PIT STOP / Tante pagliuzze e la trave del federalismo

A che punto è la «madre di tutte le riforme sulla quale chiediamo di essere giudicati», come ha detto nel giugno scorso il ministro dell'Economia Giulio Tremonti? Parliamo del federalismo fiscale (la legge-cornice è stata approvata a maggio), finito nelle retrovie della discussione politica quasi fosse un tema da delegare ai soli appassionati della materia.

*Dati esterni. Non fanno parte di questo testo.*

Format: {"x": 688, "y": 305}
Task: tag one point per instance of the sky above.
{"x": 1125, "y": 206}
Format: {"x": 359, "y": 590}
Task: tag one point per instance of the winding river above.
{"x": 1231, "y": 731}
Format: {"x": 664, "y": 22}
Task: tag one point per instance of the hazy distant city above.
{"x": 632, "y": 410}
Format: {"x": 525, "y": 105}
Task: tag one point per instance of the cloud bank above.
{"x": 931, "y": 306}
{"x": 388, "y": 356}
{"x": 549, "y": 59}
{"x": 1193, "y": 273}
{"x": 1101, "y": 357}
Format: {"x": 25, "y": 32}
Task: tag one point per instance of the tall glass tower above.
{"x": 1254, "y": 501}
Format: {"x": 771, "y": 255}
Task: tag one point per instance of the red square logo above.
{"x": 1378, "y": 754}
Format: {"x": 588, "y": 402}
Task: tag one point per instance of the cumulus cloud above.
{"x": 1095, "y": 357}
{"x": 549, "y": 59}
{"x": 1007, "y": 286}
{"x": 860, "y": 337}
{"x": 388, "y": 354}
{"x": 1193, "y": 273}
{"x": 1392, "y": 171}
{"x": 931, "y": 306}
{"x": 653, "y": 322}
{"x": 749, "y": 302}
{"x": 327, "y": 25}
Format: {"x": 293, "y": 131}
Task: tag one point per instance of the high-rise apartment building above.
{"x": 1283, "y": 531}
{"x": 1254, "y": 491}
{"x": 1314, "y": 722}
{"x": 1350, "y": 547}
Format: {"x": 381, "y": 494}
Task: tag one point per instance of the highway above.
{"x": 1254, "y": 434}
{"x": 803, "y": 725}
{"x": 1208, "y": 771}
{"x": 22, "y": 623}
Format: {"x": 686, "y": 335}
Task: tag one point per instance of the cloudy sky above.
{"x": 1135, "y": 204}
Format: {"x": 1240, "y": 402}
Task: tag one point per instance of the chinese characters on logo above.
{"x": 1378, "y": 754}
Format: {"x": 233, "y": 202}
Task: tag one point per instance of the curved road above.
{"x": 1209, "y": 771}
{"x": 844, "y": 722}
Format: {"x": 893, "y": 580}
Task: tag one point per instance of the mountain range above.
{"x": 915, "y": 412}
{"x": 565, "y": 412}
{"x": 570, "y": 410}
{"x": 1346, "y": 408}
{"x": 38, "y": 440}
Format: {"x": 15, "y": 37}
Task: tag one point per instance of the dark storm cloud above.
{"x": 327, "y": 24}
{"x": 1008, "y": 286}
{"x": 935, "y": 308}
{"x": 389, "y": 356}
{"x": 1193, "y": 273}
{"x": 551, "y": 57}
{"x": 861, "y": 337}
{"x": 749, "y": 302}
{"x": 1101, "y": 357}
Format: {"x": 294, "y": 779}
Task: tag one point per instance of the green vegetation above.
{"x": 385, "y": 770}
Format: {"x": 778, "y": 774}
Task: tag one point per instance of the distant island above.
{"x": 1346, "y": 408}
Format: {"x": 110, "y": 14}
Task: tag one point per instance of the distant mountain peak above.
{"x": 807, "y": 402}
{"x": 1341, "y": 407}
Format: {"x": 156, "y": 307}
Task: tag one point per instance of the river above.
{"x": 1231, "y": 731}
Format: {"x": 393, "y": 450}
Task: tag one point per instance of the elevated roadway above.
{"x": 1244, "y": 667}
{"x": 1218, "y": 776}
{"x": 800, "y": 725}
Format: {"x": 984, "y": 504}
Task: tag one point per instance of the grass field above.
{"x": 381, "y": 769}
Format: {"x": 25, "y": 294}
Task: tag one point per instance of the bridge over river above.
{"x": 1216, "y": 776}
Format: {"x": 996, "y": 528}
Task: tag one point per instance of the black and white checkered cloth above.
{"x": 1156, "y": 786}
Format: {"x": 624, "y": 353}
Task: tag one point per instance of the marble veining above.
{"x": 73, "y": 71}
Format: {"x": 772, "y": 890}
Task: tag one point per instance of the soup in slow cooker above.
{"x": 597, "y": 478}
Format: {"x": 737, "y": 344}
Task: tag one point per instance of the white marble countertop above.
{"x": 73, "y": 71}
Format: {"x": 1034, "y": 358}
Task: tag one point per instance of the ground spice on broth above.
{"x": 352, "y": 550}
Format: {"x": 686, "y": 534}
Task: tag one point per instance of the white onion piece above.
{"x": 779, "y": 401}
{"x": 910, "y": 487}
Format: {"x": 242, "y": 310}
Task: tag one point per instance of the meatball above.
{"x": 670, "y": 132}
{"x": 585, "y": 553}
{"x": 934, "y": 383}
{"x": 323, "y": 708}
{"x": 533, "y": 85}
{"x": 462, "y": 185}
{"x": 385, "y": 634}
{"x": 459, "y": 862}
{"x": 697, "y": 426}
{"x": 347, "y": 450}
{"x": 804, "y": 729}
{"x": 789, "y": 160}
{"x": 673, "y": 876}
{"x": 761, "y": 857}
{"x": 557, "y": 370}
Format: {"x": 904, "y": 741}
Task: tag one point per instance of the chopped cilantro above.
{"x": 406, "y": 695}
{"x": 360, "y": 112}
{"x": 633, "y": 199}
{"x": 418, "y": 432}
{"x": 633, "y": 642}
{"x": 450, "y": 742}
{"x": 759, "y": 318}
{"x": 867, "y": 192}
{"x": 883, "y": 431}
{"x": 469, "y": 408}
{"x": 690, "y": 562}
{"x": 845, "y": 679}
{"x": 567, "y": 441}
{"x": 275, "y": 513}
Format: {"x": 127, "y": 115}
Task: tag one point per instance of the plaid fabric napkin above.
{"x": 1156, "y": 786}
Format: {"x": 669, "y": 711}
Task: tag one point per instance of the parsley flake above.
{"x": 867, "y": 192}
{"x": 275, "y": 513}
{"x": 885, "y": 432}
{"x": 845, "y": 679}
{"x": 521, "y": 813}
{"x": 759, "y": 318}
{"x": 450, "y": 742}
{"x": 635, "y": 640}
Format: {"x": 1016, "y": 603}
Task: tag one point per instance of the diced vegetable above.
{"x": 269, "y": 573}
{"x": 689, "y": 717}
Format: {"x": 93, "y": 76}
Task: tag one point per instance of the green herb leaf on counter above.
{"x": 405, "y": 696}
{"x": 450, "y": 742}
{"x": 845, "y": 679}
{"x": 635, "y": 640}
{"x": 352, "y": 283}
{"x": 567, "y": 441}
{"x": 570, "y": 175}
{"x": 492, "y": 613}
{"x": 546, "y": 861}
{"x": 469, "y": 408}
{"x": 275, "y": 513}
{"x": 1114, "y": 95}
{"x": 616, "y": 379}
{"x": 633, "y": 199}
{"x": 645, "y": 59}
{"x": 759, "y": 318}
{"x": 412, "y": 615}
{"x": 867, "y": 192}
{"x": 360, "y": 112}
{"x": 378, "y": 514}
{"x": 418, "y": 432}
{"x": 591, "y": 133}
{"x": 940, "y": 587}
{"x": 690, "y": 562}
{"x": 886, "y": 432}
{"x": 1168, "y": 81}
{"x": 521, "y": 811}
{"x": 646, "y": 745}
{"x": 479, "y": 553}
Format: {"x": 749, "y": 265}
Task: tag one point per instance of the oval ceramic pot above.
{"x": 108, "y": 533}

Lo stesso aspro confronto sul fisco all'interno della maggioranza che sostiene il Governo sembra prescindere da una decisione strategica che è stata già presa (il Pd si è astenuto) e che, pena il salto nel politicamente ridicolo, non può essere derubricata a rango di pacco-dono alla Lega Nord. Ma se non si è scherzato, allora colpisce che il confronto sui modi per velocizzare la ripresa (serve subito un choc da abbassamento della pressione fiscale o è meglio procedere con più prudenza per vitare contraccolpi su deficit e debito pubblici) e le guerriglie in Parlamento e tra i ministri non facciano riferimento al federalismo fiscale. Così come resta in penombra un problema ad esso direttamente collegato quale è il nuovo Codice delle autonomie, la cui approvazione definitiva da parte del Governo si attende per dopomani.
Certo, a tenere banco sono i problemi della giustizia. Ma sullo sfondo quelli della politica economica non sono da meno. E dalle aspettative sul gettito derivante dall'operazione-scudo ai nodi del federalismo fiscale abbiamo oggi sul tavolo più domande che certezze. Ben sapendo, però, che l'abbassamento strutturale della pressione fiscale passa proprio dalla "madre di tutte le riforme" e dalla fine della finanza derivata fondata sul criterio della spesa storica, che verrà sostituita gradualmente dal criterio del fabbisogno standard.
Il calendario dice che tutti i decreti legislativi di attuazione del federalismo saranno emanati entro maggio 2011, che entro giugno 2010 dovrà essere pronta la relazione tecnica sull'impatto della riforma e che già tra dicembre 2009 e gennaio 2010 i primi decreti sull'armonizzazione dei bilanci contabili e sul federalismo demaniale (trasferimento di beni ai soggetti sul territorio) dovranno essere in pista. Nel frattempo, c'è da attendersi subito battaglia sul Codice delle autonomie, il quale prevede una forte razionalizzazione delle competenze ed un taglio di circa 30mila enti intermedi.
Sulla carta la riforma federalista prevede che (a regime) si riduca la spesa pubblica, che il passaggio al nuovo sistema «non debba produrre aggravi nel carico fiscale» per i cittadini, che alla maggiore autonomia impositiva di Regioni ed enti locali corrisponda una riduzione dell'imposizione fiscale statale, che si dovranno evitare duplicazioni di funzioni e costi aggiuntivi.
Bella scommessa. A fronte della quale, anche nel caso di fallimento parziale, non ci sarà per esempio possibilità di abolire anche tra qualche anno una tassa odiosa come l'Irap. E deve insegnarci qualcosa il caso francese, dove l'addio graduale allo stato centralista si è tradotto tra il 1980 ed 2006 in una quintuplicazione della spesa statale e nella triplicazione di quella degli enti locali.
Al cospetto della "madre di tutte le riforme", i bracci di ferro tra i ministri e tra i parlamentari che si accapigliano per aumentare questa o quella voce di spesa fanno sorridere. O piangere, a seconda dei gusti.